There are many classic sci fi stories about how humanity wishes to become a space-faring race, and generally an alien species arrives to gift humans with uplift or an invitation. Childhood's End by Clarke, for example. Way Station is similar to this tradition (and here I know I speak with very little knowledge!), but I think it's beautiful in its approach.
The unusual bit is that Enoch is a normal man. He is actually more normal than most protagonists I've ever read in a science fiction novel, which so often are about the starship captains, the brilliant scientists, and frankly, the privileged few. Here, alien contact and humanity's future is not directly in the hands of scientists or government bureaucracy! It hangs on one man's choices and actions. It lacks hubris or arrogance or even grandiose gestures. Privilege is there, I suppose, but it's very unconscious.
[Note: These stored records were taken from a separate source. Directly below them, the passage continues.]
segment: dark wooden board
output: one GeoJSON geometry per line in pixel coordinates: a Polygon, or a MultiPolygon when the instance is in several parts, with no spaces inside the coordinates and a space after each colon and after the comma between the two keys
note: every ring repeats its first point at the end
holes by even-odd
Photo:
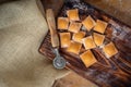
{"type": "MultiPolygon", "coordinates": [[[[68,61],[67,69],[90,79],[99,87],[131,87],[131,27],[102,10],[79,0],[67,0],[58,16],[67,16],[66,11],[69,9],[79,9],[81,20],[84,20],[90,14],[94,20],[99,18],[107,22],[105,44],[114,41],[119,53],[107,59],[100,49],[93,49],[92,51],[98,62],[87,69],[79,55],[60,49],[60,54],[68,61]]],[[[44,38],[39,52],[50,60],[55,58],[49,33],[44,38]]]]}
Once again, Enoch is old-fashioned, and the older courtesies play a part here. He possesses some admirable qualities of dignity and respect, well evidenced by how he tries to mindfully accept even the most outlandish, disturbing, or grotesque alien species he meets as station master. He wishes to befriend them and learn from them, to well-represent and provide for his species.
Since this is older SF, let's talk about the ladies. I have good things to say here. Let's start with the baseline: This is a white male story. All the aliens are presented as male. Almost all the humans are male. But there are two female characters.
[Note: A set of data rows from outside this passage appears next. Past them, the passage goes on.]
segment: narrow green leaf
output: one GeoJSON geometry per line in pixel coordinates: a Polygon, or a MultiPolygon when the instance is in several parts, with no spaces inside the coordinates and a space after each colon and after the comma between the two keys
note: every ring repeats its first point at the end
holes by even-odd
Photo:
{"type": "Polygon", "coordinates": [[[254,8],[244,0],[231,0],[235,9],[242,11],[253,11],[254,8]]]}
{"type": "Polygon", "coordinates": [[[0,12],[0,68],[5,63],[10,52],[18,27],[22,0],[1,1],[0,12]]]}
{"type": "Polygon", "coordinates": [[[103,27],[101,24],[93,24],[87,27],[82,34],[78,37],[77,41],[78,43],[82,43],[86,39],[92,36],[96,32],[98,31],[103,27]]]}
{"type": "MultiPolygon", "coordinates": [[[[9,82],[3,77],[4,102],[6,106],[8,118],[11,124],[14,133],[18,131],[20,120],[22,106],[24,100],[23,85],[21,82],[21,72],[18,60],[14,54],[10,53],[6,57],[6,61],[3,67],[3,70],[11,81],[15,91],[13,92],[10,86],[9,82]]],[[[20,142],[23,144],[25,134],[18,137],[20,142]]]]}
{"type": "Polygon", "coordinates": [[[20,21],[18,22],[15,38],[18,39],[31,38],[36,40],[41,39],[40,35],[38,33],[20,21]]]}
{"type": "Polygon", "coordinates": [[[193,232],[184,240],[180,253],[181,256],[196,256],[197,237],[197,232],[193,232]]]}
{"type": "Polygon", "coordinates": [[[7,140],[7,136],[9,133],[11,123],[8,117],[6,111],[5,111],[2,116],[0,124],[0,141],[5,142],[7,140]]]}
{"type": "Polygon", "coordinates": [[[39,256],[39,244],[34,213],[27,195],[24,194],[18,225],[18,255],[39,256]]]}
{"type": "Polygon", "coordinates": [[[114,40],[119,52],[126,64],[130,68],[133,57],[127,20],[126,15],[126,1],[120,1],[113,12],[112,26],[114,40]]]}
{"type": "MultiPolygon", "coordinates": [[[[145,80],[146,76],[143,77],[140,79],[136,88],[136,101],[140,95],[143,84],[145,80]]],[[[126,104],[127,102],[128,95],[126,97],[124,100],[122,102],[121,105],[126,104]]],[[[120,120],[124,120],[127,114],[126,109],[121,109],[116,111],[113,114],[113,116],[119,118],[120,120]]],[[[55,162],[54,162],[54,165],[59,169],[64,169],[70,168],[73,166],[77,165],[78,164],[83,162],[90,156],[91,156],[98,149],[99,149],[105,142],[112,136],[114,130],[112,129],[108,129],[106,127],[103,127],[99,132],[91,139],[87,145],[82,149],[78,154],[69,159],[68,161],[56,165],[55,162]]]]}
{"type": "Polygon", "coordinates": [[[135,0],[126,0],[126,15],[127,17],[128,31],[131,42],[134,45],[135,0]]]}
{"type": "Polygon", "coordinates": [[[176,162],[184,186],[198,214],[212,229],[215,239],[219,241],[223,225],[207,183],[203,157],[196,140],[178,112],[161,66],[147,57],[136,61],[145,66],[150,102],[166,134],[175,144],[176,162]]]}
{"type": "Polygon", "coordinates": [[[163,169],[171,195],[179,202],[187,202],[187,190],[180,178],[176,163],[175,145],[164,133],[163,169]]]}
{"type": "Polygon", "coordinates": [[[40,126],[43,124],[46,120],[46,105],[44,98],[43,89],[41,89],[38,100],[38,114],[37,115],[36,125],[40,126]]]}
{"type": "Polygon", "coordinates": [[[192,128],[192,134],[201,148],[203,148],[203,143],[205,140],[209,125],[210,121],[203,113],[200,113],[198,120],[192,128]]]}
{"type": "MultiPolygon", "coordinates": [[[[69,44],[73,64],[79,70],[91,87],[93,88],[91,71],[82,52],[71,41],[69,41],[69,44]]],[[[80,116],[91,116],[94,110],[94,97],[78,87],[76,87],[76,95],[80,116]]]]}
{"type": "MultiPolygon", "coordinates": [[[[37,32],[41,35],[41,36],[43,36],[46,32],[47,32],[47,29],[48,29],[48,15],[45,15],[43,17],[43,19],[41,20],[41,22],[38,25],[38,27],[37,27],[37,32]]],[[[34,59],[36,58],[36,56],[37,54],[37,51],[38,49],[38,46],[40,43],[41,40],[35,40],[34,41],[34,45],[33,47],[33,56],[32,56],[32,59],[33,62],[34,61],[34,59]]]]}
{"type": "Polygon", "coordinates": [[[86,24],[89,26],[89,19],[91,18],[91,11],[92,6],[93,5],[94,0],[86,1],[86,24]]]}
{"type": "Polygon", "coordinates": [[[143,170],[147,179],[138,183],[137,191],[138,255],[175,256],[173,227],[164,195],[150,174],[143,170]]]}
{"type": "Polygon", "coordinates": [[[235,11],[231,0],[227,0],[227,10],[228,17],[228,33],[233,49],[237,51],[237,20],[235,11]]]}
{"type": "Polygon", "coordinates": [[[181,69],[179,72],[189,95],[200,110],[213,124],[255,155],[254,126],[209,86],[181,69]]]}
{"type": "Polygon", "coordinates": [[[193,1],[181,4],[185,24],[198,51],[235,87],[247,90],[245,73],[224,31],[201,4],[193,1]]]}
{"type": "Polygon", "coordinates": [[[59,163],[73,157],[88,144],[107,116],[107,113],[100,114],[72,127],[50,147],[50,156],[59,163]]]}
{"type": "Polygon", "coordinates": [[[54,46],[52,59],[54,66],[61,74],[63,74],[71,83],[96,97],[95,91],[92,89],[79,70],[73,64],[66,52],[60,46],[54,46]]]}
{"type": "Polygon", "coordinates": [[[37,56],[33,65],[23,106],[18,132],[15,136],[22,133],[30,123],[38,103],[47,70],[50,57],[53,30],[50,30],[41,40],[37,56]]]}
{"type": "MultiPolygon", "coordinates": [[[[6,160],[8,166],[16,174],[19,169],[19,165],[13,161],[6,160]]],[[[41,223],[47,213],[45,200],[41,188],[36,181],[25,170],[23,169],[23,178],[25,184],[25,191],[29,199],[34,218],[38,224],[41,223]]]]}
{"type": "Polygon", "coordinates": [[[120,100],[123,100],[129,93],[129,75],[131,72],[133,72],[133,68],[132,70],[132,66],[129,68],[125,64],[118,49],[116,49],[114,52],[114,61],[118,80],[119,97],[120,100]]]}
First is Lucy Fisher, the mute-deaf daughter of what I can only describe as poor Wisconsin white trash. She's Enoch's neighbor and they meet on friendly, equitable grounds. She can't communicate, and yet they still talk. She has a hint of strangeness, etherealness, to her. Enoch suspects she can detect or feel something special. Lucy plays far more of a role than just a damsel in distress (Enoch does have to rescue her from familial abuse at one point), and her importance in the critical moments at the end surprised because I truly thought it would be Enoch to play this role! I want to note that I was also genuinely, happily surprised that Enoch does not see her as a love interest. She's not right for him. He appreciates her youth and attractiveness, but honestly I think he views her as a child. And he should. He's 100 years older than she is! He may contemplate but never act on any attraction.
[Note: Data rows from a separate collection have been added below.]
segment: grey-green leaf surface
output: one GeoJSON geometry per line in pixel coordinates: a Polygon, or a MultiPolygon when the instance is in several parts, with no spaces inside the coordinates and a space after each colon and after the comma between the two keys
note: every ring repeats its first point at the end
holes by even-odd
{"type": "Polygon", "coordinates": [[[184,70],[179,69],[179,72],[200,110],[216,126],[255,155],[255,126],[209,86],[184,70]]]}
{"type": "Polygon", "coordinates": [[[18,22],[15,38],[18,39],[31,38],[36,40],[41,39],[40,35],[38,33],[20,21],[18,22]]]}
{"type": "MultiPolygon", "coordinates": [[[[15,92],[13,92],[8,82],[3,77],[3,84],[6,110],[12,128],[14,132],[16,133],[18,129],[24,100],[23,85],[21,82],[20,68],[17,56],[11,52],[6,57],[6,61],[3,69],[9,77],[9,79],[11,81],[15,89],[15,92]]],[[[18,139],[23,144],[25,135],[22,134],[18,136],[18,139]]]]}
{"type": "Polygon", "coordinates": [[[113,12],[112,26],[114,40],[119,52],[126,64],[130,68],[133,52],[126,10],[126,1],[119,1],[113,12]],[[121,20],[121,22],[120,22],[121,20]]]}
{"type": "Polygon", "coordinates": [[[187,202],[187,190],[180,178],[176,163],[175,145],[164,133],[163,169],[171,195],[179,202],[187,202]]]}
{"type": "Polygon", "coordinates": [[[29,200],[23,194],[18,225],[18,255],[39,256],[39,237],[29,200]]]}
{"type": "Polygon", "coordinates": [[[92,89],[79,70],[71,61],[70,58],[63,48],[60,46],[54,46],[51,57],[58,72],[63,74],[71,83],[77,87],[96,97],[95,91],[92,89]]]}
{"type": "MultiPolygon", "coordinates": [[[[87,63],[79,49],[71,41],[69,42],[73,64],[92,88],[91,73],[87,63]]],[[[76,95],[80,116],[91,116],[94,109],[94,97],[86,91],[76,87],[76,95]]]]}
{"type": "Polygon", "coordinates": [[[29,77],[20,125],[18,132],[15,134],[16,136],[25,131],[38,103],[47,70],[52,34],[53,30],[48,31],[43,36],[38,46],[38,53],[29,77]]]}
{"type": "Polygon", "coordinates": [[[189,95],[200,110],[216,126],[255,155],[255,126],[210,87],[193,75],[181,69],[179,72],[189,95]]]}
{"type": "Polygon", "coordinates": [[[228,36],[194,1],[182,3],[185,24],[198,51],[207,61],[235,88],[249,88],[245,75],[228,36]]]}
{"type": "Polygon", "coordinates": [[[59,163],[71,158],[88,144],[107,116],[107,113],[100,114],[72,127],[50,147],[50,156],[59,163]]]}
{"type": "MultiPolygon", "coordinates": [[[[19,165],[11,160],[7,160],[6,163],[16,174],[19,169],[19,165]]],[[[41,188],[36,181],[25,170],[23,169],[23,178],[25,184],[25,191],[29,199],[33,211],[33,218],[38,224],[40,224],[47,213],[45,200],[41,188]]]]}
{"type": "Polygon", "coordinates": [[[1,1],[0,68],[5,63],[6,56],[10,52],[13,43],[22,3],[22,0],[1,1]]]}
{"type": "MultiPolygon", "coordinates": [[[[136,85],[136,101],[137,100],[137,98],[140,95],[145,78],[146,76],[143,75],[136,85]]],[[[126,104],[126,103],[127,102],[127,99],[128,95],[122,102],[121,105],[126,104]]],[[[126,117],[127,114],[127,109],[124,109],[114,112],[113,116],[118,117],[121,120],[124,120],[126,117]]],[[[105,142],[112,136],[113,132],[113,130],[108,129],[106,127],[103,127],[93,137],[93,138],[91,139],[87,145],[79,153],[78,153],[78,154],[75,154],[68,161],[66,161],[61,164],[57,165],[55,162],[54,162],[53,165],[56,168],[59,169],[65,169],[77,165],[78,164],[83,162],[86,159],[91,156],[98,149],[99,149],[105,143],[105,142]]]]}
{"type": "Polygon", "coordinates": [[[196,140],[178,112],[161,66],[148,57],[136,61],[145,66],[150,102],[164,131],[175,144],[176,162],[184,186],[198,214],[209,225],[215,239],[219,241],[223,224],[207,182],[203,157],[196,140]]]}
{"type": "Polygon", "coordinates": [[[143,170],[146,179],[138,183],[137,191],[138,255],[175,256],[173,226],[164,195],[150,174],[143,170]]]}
The other character is Mary, one of the two "holographic" characters that Enoch has imagined using alien technology. Mary is an amalgamation of two women from his past: a striking, strong Southern belle he glimpsed during the Civil War and a woman that he was going to marry, but who married someone else while he was at war. His love for this holographic woman is unrequited. When she and the other holograph reach sentience, they turn away from him - with reasons. And once again, she is not the typical love interest. There's a rather heart breaking decision that she and Enoch come to about their relationship. Mainly, I think, that it is unbalanced love. And she is the one who says it first. She makes that decision.
Enoch is a lonely, solitary man, because of and despite his job as station master. He's cut off from humanity because he must keep secrets. His closest human bonds are with his mailman and Lucy. He has lost everyone else, even though he seems to care so much about humanity as an abstract whole. He meets a constant stream of aliens and has good, cheerful times of comradeship with many of them, but still something is missing.
This is humane science fiction. Enoch Wallace was a good man and a good character. In the 1960's, this is the type of man I'd want to be our ambassador to the stars. In 2016, I think he'd still be in the running for the job!